La Thema 8.32 wagon ha circa 43.000 km sull'odometro, è stata quotata nel 2005 in vista della vendita seguita da Bonhams; ora appartiene ad una collezione privata.

LA SPIDER PIU' ADRENALINICA

Concludiamo la carrellata di questi modelli unici con il mito Lancia degli anni 80.

Qui siamo nel 1993 quando arriva la richiesta all'Officina Pilota Fiat. Lo stesso Gianni chiede una nuova vettura a trazione integrale, molto potente da usare a Saint Moritz. Però l'auto verrà usata d'estate e quindi deve essere aperta.

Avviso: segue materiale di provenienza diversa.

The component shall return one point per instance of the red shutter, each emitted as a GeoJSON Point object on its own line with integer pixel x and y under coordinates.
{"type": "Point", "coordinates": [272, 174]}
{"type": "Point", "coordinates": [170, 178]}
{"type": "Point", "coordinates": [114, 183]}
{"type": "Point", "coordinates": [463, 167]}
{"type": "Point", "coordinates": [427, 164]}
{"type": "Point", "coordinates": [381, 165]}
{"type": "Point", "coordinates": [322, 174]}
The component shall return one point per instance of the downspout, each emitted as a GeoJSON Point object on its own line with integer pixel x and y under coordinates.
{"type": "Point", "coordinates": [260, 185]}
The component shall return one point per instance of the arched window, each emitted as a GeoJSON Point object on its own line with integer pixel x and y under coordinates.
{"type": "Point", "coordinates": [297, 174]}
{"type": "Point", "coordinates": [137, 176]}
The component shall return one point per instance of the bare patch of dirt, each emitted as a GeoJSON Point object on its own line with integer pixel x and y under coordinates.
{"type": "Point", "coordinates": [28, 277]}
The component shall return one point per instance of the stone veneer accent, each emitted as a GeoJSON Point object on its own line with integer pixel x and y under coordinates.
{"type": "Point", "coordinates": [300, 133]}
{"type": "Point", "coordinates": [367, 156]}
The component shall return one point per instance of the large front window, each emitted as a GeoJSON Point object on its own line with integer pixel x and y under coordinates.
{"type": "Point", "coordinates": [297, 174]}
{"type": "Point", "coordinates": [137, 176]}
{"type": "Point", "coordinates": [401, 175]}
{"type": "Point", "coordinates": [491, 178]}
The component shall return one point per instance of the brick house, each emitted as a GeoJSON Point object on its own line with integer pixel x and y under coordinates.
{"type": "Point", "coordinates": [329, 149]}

Attingendo dal più performante veicolo disponibile in casa, la base è una Lancia Delta integrale Evo2; il motore viene potenziato a 250cv mentre in pochi mesi viene creata una forma a due porte, con capottina di emergenza e dovuto irrobustimento della scocca.

Il colore è argento, targata TO 31152T, con capote nera.

DOVE SI TROVA

L'auto è stata usata per una sola estate. L'unica esistente è stata ceduta, con una quotazione molto elevata, ad un mecenate.

PERCHE' LA PANDA?

Forse Gianni Agnelli non ha mai guidato una normalissima Panda.

Le voci dicono che nella residenza di Villar Perosa c'erano solo due modelli.

La vettura dell'Avvocato, di suo uso.

E per il servizio del personale c'erano ben 30 Fiat Panda nuove, tutte identiche.